I congratulate the Minister of State at the Department of Health and Children, Deputy Barry Andrews, on his appointment. We will lose him from one of our committees, which he chaired expertly. I wish him well. I hoped this matter would have been deemed important enough for the Minister for Health and Children to attend, but she decided not to do so.
The dispute involving the psychiatric nurses is serious and it affects the most vulnerable people, namely the psychiatric patients in hospital and in the community. Any diminution of service has an effect and the diminution in question is considerable. It is feared that the trend will continue. We urge the Minister, the HSE and the unions to make every effort tomorrow with the Labour Relations Commission to find a solution to the crisis affecting psychiatric services.
Assaults of varying degrees have been a fact of life for psychiatric nurses for a long time. In 2002 the Psychiatric Nurses Association, PNA, carried out research on the number of assaults on psychiatric nurses in 2001 and found that 857 had been injured by assault. On making this finding, the PNA wrote to the then Minister for Health and Children, Deputy Martin, stating that the frequency of the assaults in psychiatric services can, in most instances, be attributed to the mental health of the patients. The letter states that the perpetrator of the assault is, quite often, suffering from an illness such that, if charged with a serious criminal offence, there would be a finding of insanity or diminished responsibility. There was no response by the Minister and the PNA balloted members on industrial action. However, on the eve of the action, the Minister intervened and set up a taskforce on assaults on psychiatric nurses. The Minister gave a written assurance that the findings and recommendations of the taskforce would be accepted and progressed within an agreed timeframe.
The taskforce reported in April 2003 and the report contained a recommendation for the establishment of a no-fault, non-statutory compensation scheme for nurses working in mental health services who suffer serious injury as a result of an assault. It defined "injury" as "any serious impairment of the person's physical or mental condition". It provided for retrospective compensation for nurses previously injured by assault. The PNA accepted the recommendations of the taskforce but, despite several demands, there was no sign of the scheme being implemented by the Minister.
The Government considered the matter at its Cabinet meeting on 13 July 2005. The then Tánaiste and Minister for Health and Children, Deputy Harney, met the PNA that evening and said that, despite the Government's previous undertakings, the Government had decided not to implement the scheme. She stated she was asking the State Claims Agency to consider the introduction of a fixed redress scheme along the lines of the PIAB scheme that would expressly prohibit any compensation for psychological trauma and would not cover any injuries incurred before the introduction of the scheme. This was contrary to the recommendations of the taskforce and to the undertaking of the Minister's predecessor, Deputy Martin.
The PNA was adamant that psychological trauma and retrospection should be part of the scheme. However, it decided it would be prudent to allow the Government to approve the scheme as the principle of no-fault compensation at least would be established. The Government subsequently approved the scheme at a Cabinet meeting on 17 January 2007. The PNA immediately referred the matter to the Labour Court and sourced legal and medical expert opinion. The Labour Court in its recommendation upheld the PNA claim. It stated:
The Court accordingly recommends that an insurance-based scheme be put in place to take effect from the date of this Recommendation, which should include an element of compensation for psychological trauma, where relevant, and where it arises directly from the effects of an assault on a nurse while at work.

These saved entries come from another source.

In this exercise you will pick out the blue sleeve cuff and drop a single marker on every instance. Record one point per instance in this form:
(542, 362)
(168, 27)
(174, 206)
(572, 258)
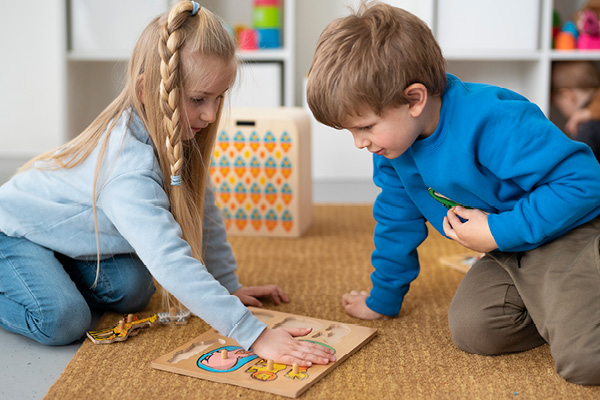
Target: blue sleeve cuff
(247, 330)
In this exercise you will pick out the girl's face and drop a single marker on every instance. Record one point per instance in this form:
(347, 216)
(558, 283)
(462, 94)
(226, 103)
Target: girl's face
(207, 79)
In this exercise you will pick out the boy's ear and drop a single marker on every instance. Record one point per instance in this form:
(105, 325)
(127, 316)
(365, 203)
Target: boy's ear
(417, 95)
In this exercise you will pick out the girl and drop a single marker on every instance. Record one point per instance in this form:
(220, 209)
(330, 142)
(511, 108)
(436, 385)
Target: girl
(90, 223)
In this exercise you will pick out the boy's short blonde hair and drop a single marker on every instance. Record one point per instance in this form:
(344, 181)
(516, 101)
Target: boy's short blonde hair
(367, 59)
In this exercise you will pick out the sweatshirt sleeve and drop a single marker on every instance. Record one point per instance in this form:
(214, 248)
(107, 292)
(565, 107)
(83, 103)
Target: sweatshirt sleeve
(144, 220)
(399, 230)
(555, 180)
(217, 252)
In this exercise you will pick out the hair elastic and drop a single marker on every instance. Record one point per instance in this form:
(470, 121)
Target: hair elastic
(196, 8)
(175, 180)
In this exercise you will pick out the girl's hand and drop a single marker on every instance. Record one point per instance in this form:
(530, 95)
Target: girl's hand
(249, 294)
(280, 346)
(355, 304)
(474, 234)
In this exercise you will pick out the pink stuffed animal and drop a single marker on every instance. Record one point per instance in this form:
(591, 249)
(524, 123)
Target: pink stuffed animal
(589, 30)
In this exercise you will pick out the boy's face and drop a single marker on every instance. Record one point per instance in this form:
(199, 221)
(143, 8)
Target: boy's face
(389, 134)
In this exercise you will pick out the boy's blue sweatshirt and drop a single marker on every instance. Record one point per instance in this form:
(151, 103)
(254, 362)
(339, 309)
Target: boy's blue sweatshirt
(492, 150)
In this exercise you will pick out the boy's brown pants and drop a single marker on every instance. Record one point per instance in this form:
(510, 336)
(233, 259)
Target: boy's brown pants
(510, 302)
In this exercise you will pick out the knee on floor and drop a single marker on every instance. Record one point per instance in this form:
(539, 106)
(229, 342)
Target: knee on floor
(65, 323)
(474, 335)
(579, 368)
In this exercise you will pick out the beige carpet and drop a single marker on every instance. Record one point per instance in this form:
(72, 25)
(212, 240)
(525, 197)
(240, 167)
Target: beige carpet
(411, 357)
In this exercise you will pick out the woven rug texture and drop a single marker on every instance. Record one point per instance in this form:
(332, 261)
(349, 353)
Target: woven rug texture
(412, 355)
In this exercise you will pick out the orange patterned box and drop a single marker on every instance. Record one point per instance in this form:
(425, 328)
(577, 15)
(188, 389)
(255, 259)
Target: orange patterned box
(261, 171)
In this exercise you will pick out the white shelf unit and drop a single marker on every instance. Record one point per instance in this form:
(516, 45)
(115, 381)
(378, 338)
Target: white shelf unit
(525, 71)
(96, 76)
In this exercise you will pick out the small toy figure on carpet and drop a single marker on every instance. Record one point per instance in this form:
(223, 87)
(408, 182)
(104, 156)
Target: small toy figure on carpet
(130, 325)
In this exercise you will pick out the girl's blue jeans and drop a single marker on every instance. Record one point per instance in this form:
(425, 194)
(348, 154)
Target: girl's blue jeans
(46, 296)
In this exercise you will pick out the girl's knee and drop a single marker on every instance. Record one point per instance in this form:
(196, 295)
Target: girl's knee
(134, 297)
(65, 323)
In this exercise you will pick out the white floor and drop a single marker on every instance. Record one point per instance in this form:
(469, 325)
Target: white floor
(28, 369)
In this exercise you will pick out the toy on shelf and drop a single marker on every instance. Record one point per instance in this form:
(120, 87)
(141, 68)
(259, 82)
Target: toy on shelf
(266, 20)
(130, 325)
(566, 39)
(589, 30)
(261, 171)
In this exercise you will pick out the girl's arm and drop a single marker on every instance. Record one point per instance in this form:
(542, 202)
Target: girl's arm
(220, 260)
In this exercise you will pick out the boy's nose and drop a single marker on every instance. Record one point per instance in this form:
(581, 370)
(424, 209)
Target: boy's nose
(360, 143)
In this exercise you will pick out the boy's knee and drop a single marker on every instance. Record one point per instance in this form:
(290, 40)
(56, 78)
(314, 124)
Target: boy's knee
(579, 368)
(470, 333)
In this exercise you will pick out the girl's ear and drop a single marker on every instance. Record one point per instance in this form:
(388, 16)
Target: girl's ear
(139, 87)
(417, 95)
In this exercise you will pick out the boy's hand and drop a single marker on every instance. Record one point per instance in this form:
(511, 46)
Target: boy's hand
(249, 294)
(474, 234)
(355, 304)
(280, 346)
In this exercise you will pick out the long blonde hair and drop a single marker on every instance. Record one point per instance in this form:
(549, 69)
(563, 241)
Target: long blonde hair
(154, 88)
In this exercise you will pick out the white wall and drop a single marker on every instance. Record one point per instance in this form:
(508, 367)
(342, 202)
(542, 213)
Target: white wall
(32, 75)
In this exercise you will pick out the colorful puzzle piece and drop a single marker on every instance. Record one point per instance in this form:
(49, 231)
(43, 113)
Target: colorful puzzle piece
(214, 357)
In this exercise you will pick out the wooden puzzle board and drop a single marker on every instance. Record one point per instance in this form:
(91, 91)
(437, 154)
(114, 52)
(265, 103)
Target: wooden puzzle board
(201, 357)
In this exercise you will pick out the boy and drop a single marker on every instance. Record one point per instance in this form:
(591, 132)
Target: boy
(574, 93)
(534, 194)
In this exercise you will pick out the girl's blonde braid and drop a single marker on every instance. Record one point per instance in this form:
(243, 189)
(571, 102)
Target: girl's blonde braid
(171, 40)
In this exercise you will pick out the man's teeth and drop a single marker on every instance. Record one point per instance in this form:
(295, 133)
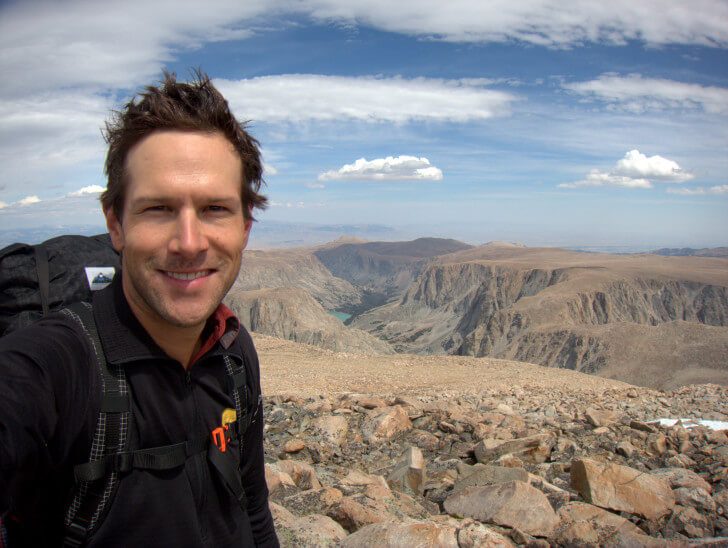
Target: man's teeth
(187, 275)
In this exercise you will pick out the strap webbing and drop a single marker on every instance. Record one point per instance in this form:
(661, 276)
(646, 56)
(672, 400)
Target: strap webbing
(44, 283)
(91, 497)
(157, 458)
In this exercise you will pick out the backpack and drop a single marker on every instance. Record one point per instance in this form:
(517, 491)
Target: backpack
(37, 279)
(60, 275)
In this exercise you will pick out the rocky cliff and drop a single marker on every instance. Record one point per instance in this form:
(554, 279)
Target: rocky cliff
(611, 316)
(291, 313)
(296, 268)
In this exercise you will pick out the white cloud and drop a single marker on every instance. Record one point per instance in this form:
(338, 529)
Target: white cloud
(635, 93)
(635, 164)
(303, 97)
(543, 22)
(596, 178)
(401, 168)
(288, 205)
(44, 41)
(635, 170)
(28, 200)
(90, 190)
(698, 191)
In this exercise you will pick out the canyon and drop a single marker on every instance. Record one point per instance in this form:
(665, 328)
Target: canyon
(651, 320)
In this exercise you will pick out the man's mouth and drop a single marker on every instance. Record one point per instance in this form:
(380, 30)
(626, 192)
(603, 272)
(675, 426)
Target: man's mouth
(187, 276)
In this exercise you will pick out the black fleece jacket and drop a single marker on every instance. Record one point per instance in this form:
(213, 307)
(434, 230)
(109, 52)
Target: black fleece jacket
(49, 400)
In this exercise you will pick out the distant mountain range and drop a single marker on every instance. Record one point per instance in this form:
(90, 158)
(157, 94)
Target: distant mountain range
(689, 251)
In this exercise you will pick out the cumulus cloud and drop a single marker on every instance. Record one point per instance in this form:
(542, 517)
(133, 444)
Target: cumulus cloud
(699, 191)
(90, 190)
(636, 93)
(302, 97)
(635, 164)
(28, 200)
(34, 33)
(401, 168)
(288, 205)
(551, 23)
(597, 178)
(635, 170)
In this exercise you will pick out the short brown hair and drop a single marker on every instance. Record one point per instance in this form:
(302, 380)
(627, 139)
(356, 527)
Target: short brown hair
(183, 106)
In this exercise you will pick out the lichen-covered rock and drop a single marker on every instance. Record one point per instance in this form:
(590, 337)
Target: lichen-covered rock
(511, 504)
(383, 424)
(581, 523)
(409, 474)
(621, 488)
(533, 449)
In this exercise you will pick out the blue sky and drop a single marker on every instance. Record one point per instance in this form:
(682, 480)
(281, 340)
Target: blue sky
(550, 123)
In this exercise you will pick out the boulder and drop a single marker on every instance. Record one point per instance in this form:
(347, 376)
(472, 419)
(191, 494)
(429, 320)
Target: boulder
(581, 523)
(353, 515)
(689, 522)
(302, 474)
(695, 497)
(681, 477)
(532, 449)
(621, 488)
(409, 475)
(311, 531)
(598, 417)
(481, 475)
(383, 424)
(393, 534)
(313, 500)
(510, 504)
(473, 534)
(332, 429)
(294, 445)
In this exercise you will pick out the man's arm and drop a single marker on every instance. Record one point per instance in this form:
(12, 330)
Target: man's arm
(253, 465)
(44, 396)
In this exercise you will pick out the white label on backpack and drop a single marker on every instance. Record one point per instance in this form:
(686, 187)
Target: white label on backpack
(99, 276)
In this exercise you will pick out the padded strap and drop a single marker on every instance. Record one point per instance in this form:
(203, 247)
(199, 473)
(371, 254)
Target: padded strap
(44, 282)
(228, 473)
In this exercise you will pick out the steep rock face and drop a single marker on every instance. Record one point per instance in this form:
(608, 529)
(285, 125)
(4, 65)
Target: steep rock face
(291, 313)
(574, 317)
(296, 268)
(386, 267)
(651, 302)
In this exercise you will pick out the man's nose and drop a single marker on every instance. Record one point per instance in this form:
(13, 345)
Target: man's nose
(190, 239)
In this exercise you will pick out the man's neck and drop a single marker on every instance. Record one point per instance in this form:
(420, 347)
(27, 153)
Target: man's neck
(180, 343)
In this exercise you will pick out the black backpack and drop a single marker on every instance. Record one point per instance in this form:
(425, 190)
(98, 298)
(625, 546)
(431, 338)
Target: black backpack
(37, 279)
(60, 274)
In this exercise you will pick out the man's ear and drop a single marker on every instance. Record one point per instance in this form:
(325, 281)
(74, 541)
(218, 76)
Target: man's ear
(246, 231)
(115, 231)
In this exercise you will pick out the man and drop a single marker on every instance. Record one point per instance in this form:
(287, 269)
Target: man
(183, 179)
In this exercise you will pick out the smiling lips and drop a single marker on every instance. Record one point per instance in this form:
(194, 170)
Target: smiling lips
(187, 276)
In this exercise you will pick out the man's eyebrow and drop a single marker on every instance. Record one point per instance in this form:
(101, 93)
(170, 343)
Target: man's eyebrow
(141, 200)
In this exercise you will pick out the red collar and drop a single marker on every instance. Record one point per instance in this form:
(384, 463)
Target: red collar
(217, 326)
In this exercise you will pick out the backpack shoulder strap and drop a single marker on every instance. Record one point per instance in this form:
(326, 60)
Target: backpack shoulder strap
(91, 498)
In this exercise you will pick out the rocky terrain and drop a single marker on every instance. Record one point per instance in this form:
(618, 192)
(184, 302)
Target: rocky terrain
(646, 319)
(465, 452)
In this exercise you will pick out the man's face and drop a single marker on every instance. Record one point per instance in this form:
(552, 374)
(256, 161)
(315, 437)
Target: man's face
(182, 231)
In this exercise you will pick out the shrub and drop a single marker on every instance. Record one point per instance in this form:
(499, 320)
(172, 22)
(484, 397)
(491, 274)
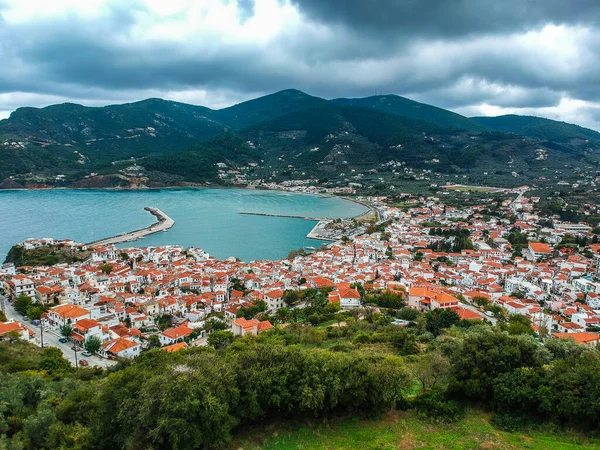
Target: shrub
(435, 405)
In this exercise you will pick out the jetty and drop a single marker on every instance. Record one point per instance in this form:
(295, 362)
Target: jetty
(163, 223)
(286, 216)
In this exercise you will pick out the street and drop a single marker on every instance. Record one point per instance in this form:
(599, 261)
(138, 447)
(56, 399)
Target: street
(492, 320)
(51, 338)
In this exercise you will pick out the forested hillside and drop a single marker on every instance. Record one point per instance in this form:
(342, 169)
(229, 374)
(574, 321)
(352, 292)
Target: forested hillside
(280, 136)
(204, 397)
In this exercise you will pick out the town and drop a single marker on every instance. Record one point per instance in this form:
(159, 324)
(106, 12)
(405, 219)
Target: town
(485, 267)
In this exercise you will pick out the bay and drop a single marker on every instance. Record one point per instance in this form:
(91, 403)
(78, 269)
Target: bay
(204, 217)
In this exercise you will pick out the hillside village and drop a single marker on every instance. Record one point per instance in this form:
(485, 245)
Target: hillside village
(485, 268)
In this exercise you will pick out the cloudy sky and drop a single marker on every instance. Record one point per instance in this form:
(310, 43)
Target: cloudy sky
(476, 57)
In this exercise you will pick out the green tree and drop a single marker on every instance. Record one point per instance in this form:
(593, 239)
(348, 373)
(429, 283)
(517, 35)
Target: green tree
(408, 314)
(106, 268)
(66, 330)
(482, 356)
(93, 344)
(22, 304)
(439, 319)
(290, 297)
(154, 341)
(220, 339)
(35, 312)
(518, 324)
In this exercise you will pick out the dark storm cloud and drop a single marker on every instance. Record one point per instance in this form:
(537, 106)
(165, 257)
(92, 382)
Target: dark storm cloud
(455, 54)
(444, 18)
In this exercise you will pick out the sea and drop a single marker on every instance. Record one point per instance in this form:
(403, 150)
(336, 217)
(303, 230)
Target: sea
(204, 217)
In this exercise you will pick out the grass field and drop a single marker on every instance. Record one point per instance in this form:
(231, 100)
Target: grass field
(404, 430)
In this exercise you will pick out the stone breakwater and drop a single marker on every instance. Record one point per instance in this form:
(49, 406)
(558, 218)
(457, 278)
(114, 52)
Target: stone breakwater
(163, 223)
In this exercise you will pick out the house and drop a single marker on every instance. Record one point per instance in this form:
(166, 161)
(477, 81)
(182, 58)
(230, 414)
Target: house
(274, 300)
(46, 294)
(537, 251)
(122, 347)
(175, 347)
(85, 329)
(585, 337)
(241, 326)
(347, 297)
(467, 314)
(569, 327)
(15, 329)
(20, 285)
(66, 314)
(173, 335)
(441, 300)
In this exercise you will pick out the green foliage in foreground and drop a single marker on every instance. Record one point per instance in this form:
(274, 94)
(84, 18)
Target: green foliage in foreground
(204, 397)
(404, 430)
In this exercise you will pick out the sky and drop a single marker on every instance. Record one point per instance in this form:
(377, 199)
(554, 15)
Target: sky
(475, 57)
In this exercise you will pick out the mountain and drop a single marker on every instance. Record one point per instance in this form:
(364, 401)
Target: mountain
(410, 109)
(286, 135)
(267, 108)
(537, 127)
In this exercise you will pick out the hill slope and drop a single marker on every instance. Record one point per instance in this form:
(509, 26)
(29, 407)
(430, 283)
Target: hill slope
(410, 109)
(284, 135)
(537, 127)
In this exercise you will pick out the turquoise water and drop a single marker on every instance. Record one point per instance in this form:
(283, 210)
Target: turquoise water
(205, 218)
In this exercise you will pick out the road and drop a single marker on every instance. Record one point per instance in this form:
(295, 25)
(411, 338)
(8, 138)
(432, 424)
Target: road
(492, 320)
(51, 338)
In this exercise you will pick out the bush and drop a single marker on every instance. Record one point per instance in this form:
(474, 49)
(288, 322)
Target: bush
(362, 338)
(435, 405)
(408, 314)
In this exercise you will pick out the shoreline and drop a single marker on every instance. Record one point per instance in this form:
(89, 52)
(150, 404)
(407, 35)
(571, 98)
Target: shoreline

The Labour Court's understanding is that there are approximately 40 such claims already lodged in the system. In the case of these claims and no other, the court recommended that the terms of the proposed new scheme be extended to embrace those claimants on a once-off basis. Following the recommendation from the court, the Department went back to the various Departments involved, particularly the Department of Finance and the Office of the Attorney General for advice.
Following repeated requests to the Department of Health and Children, the HSE and HSE-Employers Agency, the union was informed that the Department of Health and Children had completed its consultations early this year and that a revised scheme to incorporate the findings of the Labour Court was presented to the Minister for Health and Children, Deputy Harney on 3 January 2008. The PNA issued a press release describing the scheme as being "Yellow pack in the extreme".
As of yesterday evening the delivery of services has been upset to a considerable degree. Various problems have arisen in County Kildare and the Central Mental Hospital, Dundrum, where there has been a proposal that soldiers and gardaí should take over nursing duties. While I hope this was never considered, a newspaper reported that this was the case. A staffing crisis that arose before noon in County Kildare was averted until 5 p.m. Problems exist in St. Ita's, Portrane, Tallaght hospital and in the mental health services in Clonmel and counties Clare, Monaghan and Cavan.